The illo is a Hogarth print depicting the print culture of the eighteenth century, which is many ways reminds me of the blogoverse; people saw these prints put up in windows, commenting on the day’s news. The prints went up pretty fast, and could be wildly popular for a short time, sometimes causing violent reaction, just to blow over as quickly when some new thing caught everyone’s attention.
Anyway, a few years ago I asked some questions on my blog. That was before Facebook and twitter and more and more people getting on the net, and finding authors they are interested . . . and before questions of privacy began rapidly changing.
My original question sprang from the furor resultant to a writer who ranted about what a waste of time blogging is.
My first reaction when someone linked to that was, “Okay, fine, that writer is busy, and doesn’t want to blog because of too many demands in too little time.” But I kept seeing it linked, often at the head of an angry post for or against. (Now I think that tempest has long blown away, which is why the writer’s name is redacted.)

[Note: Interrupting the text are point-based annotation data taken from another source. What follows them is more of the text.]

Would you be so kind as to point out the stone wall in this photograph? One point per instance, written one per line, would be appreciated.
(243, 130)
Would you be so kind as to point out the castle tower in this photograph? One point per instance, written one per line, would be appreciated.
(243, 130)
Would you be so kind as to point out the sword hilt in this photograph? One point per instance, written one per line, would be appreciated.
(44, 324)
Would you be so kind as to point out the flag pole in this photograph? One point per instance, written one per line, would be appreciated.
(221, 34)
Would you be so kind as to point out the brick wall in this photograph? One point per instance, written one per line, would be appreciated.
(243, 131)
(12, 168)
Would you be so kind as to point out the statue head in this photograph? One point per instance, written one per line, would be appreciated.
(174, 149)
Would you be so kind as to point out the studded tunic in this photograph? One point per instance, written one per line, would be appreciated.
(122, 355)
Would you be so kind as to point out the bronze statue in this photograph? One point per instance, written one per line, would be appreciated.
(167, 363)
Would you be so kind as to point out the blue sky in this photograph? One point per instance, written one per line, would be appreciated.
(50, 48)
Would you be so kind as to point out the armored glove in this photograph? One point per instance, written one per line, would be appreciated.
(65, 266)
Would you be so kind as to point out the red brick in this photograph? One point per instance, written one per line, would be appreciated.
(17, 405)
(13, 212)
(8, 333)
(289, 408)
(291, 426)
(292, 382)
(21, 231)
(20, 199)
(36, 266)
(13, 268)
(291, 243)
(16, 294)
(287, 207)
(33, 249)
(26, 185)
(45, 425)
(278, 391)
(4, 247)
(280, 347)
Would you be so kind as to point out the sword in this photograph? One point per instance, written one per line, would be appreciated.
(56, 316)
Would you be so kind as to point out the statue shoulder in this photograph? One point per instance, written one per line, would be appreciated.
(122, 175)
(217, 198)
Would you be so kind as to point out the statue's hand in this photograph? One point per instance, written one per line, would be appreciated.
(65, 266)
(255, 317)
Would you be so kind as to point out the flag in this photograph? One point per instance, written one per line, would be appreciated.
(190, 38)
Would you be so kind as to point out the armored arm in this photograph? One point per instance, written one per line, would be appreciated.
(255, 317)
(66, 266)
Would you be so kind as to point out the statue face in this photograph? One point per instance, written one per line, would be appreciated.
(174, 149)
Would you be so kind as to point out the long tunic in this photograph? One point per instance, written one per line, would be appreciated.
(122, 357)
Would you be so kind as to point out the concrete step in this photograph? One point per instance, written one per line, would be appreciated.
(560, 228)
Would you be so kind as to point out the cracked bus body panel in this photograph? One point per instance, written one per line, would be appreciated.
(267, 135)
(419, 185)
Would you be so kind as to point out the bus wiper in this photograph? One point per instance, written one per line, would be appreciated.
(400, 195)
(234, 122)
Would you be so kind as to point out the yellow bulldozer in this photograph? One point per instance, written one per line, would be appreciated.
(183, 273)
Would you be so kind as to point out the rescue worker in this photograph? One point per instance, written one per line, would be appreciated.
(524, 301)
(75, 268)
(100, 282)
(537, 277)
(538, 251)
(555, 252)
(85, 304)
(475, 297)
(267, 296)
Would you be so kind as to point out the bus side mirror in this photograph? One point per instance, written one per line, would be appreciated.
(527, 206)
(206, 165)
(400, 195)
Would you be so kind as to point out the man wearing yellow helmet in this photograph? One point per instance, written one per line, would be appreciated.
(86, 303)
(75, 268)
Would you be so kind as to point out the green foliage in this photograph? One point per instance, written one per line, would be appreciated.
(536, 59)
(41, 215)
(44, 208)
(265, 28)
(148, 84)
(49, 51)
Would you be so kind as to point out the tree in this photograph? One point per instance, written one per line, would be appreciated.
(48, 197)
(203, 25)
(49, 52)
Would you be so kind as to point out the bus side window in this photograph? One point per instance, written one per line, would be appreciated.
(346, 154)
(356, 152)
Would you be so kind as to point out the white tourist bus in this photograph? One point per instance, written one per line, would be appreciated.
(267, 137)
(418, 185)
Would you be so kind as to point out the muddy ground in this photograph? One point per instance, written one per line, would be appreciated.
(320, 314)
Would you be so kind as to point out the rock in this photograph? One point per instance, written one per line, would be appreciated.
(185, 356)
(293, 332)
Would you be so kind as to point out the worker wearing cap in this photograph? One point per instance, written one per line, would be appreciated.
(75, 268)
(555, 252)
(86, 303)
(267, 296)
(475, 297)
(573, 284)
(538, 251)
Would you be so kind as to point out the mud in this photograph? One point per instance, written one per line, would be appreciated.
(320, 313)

The white heat seemed, from my perspective, to generate from questions of legitimacy. The word “professionalism” also got used as a blunderbuss. Blogs as necessary marketing tools–blogs as a danger in possibly turning off agents or editors who secretly read them and dislike your entry–lists of the “blogs you should read if you’re a professional” –blogs as relaxation–blogs as reflection of the work . . .
So to my questions.
It’s for readers as well as writers: do you find blogs change your mind about writers? Does having access to writers (which is a relatively new thing) make a difference in how you partake of their offerings? Do you think that writers owe their readers an online presence, and interaction?